On the other hand, actor A7, from the United Kingdom, shows a 32 % gain in his ability to transfer technology in the transition between RED-2 and RED-3. Finally, actor A1 exhibits a 10 % gain in his ability to transfer technology.
Conclusions
This study shows the complexity and the relationship of the variables involved in technology transfer between different international construction firms. The identification of a research gap in this area allowed the evaluation of transferring green technologies between construction companies dedicated to building social housing or accessible housing.
Therefore, this exercise could develop an indicator of the measurement of green technology transfer between construction firms. In the first place, it is concluded that strengthening technology transfer capabilities allows medium and long-term gains for construction firms.

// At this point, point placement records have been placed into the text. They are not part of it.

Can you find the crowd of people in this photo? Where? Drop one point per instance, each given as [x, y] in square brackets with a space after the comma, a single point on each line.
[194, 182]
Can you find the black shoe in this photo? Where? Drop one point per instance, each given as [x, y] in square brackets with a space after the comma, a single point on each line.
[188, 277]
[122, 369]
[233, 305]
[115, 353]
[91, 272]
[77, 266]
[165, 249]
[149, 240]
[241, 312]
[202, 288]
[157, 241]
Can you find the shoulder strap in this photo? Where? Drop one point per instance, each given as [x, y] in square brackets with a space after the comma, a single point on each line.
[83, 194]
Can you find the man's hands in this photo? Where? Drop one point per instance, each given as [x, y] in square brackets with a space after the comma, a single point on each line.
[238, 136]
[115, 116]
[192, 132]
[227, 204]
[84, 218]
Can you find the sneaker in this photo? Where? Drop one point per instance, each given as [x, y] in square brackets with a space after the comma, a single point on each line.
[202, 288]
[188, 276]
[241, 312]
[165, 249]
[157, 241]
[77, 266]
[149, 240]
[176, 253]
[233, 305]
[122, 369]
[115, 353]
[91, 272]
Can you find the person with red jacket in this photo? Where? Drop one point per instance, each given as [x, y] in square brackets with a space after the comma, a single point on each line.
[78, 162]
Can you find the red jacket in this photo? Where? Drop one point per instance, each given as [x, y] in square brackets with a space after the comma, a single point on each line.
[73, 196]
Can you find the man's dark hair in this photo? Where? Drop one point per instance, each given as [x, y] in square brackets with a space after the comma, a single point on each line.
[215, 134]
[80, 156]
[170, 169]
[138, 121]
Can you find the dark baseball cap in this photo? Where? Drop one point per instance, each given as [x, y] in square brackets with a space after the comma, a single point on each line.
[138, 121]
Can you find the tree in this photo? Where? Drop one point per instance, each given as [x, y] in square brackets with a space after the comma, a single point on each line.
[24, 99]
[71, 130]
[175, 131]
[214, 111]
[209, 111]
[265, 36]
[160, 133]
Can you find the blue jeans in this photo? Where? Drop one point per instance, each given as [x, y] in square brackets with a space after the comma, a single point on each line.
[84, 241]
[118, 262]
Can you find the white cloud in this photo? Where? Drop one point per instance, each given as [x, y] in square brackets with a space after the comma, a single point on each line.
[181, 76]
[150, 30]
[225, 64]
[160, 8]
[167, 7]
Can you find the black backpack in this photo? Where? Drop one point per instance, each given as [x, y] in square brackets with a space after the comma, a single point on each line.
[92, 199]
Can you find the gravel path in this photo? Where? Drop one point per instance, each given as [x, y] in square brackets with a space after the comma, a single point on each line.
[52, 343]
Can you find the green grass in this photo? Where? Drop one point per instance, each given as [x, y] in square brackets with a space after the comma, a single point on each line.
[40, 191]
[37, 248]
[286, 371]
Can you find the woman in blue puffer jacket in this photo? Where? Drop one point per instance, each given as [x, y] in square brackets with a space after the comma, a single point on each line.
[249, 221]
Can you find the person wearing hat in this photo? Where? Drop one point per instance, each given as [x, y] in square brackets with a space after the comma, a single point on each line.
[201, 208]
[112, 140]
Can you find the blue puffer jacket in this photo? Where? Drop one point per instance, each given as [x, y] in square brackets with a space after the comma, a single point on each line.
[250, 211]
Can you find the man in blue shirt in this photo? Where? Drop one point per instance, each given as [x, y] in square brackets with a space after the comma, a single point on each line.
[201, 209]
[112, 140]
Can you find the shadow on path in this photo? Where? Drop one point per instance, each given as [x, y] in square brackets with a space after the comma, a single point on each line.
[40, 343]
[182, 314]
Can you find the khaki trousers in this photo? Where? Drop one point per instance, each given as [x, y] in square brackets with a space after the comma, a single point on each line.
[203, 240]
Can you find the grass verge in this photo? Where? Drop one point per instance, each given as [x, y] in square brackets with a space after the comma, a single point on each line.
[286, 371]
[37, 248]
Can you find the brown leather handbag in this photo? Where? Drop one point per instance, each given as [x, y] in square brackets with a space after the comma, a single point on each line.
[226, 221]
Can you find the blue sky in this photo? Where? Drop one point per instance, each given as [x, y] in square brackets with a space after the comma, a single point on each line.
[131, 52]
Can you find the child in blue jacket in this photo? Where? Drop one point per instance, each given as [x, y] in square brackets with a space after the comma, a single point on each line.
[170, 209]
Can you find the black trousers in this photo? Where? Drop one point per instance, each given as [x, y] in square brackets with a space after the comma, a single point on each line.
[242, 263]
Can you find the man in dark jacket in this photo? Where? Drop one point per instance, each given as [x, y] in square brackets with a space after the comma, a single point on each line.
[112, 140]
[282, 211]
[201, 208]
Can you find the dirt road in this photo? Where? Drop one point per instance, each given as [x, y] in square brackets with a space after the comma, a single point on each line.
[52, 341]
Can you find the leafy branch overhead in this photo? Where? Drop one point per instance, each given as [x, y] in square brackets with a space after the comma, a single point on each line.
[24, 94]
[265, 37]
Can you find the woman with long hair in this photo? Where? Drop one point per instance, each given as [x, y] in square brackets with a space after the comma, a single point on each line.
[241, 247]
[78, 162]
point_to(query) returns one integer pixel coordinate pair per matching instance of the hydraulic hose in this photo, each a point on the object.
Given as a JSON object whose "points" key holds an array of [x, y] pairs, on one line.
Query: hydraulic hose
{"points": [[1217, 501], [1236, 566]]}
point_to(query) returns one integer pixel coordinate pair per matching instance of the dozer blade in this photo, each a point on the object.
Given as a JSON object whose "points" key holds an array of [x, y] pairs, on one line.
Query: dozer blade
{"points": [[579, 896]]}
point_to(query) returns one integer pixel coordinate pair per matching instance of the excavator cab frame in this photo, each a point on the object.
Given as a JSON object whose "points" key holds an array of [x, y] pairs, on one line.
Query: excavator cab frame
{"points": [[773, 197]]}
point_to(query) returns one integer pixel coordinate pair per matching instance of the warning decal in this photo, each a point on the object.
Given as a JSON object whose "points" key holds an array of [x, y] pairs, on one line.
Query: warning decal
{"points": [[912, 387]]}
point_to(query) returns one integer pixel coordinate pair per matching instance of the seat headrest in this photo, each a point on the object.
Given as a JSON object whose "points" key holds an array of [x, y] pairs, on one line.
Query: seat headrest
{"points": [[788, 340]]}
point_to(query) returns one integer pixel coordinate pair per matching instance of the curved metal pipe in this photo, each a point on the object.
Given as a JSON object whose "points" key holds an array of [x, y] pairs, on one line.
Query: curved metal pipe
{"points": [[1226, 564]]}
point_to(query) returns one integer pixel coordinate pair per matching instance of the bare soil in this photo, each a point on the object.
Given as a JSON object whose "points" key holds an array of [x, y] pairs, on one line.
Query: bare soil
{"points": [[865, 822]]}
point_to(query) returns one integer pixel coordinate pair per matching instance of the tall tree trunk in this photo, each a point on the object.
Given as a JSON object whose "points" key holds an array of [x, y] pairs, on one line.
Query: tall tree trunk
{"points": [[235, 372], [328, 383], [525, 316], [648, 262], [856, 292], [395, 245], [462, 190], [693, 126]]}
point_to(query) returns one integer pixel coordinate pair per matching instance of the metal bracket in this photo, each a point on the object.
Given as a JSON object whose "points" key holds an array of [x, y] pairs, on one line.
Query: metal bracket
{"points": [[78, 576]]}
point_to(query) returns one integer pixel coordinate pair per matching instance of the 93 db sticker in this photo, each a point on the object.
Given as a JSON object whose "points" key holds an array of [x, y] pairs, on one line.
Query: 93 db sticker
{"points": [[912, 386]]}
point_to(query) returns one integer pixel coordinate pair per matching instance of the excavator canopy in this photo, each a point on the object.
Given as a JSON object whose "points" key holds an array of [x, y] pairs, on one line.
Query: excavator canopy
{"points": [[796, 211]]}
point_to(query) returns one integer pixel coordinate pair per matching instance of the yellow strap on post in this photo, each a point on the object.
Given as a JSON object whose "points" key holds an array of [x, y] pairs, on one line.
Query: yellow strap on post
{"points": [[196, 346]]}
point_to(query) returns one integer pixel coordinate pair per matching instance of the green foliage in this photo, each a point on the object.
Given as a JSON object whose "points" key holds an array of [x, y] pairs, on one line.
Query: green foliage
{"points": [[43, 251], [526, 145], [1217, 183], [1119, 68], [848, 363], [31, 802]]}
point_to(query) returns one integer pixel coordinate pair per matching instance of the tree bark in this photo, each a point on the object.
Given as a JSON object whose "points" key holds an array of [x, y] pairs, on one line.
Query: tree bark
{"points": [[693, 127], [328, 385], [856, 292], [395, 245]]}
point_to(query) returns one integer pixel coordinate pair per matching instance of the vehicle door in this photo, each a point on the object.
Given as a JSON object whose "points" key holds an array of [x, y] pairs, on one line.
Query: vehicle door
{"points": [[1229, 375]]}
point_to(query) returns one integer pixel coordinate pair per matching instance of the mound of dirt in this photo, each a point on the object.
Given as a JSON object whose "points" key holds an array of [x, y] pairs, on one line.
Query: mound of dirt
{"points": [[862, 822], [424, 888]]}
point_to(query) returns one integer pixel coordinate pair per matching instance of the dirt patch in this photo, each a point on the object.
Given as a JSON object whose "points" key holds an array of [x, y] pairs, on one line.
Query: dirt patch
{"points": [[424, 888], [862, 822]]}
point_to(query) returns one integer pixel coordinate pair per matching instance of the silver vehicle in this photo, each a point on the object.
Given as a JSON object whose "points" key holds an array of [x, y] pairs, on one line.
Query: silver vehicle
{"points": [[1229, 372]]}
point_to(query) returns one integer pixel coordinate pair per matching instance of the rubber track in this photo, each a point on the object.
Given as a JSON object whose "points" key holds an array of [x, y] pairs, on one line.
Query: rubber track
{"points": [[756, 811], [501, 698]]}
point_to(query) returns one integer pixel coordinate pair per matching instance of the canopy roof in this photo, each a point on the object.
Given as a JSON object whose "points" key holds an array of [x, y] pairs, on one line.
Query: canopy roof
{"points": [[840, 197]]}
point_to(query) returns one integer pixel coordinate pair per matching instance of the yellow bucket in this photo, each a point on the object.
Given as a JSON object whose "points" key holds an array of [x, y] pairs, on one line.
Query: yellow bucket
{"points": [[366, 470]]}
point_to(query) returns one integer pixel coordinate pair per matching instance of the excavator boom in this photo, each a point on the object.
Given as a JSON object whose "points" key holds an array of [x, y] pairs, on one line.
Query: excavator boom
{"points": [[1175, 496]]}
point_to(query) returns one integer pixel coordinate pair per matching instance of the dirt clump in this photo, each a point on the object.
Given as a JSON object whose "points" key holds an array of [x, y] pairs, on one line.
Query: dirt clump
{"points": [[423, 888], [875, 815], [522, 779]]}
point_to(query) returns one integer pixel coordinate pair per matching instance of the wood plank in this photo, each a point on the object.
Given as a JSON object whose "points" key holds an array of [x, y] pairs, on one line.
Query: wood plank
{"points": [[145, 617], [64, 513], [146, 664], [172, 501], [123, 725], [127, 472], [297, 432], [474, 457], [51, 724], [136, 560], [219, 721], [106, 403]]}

However, it is observed that there is a 24% loss in network density throughout the process. It is also observed that construction firms in Brazil and Colombia show 21 % gains in their capacity for medium-term technology transfers by meeting stronger international companies and better technologies.
Likewise, it can be seen that some firms may present small technological setbacks while developing the process of strengthening their technology transfer capacity. This exercise shows the adaptability of Latin American construction firms to the transfer capacity of construction firms in industrialized countries. At this point, it can be confirmed that the hypothesis proposed at the beginning of this article is valid.